Page MenuHomePhabricator

Performance review of CampaignEvents extension
Closed, ResolvedPublic

Description

Description

We are creating an on-wiki registration system for campaigns in the Wikimedia movement (e.g. Wiki Loves Monuments, WikiGap, #1Lib1Ref, etc.). For this iteration, we are focusing on the campaign organisers' experience to create/edit registration, as well as for participants' experience to sign up for campaigns.

Please find user flow here: for campaigns organisers, and for campaigns participants

Additional references:

Preview environment
Which code to review

The code repository is hosted on: https://gerrit.wikimedia.org/g/mediawiki/extensions/CampaignEvents

Performance assessment

Please initiate the performance assessment by answering the below:

What work has been done to ensure the best possible performance of the feature?

We tried to adhere to the performance best practices, making use of the abstraction layers provided by MediaWiki. We evaluated each feature in edge case scenarios (e.g., what happens if the number of X records is one million times the expected number of average records), to ensure that it was built in a scalable way. We use pagination or infinite scrolling when presenting potentially-"unlimited" lists of records. We made sure to use DeferredUpdates where applicable (right now the only example is handling the PageMoveCompleteHook). We consulted DBAs to make sure that our queries could use indexes and remain fast (T308738); the schema was tested with a big random dataset to make sure that reality reflected expectations. We tried bundling client-side features in fewer modules, to avoid bloating the RL registry.

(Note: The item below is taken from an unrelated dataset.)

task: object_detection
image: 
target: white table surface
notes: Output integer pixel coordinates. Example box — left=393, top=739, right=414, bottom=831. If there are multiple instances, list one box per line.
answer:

What are likely to be the weak areas (e.g. bottlenecks) of the code in terms of performance?

The extension will be configured to use a central database (on x1) for Wikimedia production. I'm not sure if this would be slower than just using the wiki database.

We currently do not have many features, and consequently not many possible bottlenecks. I would say the main weak area right now is database reads, especially when many records are potentially scanned/retrieved at the same time (e.g. Special:MyEvents).

Also, the fact that our extension is "global" (i.e., uses a central DB, works with central user accounts and references pages cross-wiki) means that some operations could be slower than normal. For instance, Special:EventDetails has an input for filtering a list of users by name. Since we only store the central user IDs, we need to run an unfiltered query on the whole table, then convert IDs to names with CentralAuth and filter the list on the PHP side. Another example is that we cannot preload event pages en masse on Special:MyEvents, because LinkBatch does not support cross-wiki page references (so we only use it for local pages). Looking up a central user account happens in many places throughout the codebase.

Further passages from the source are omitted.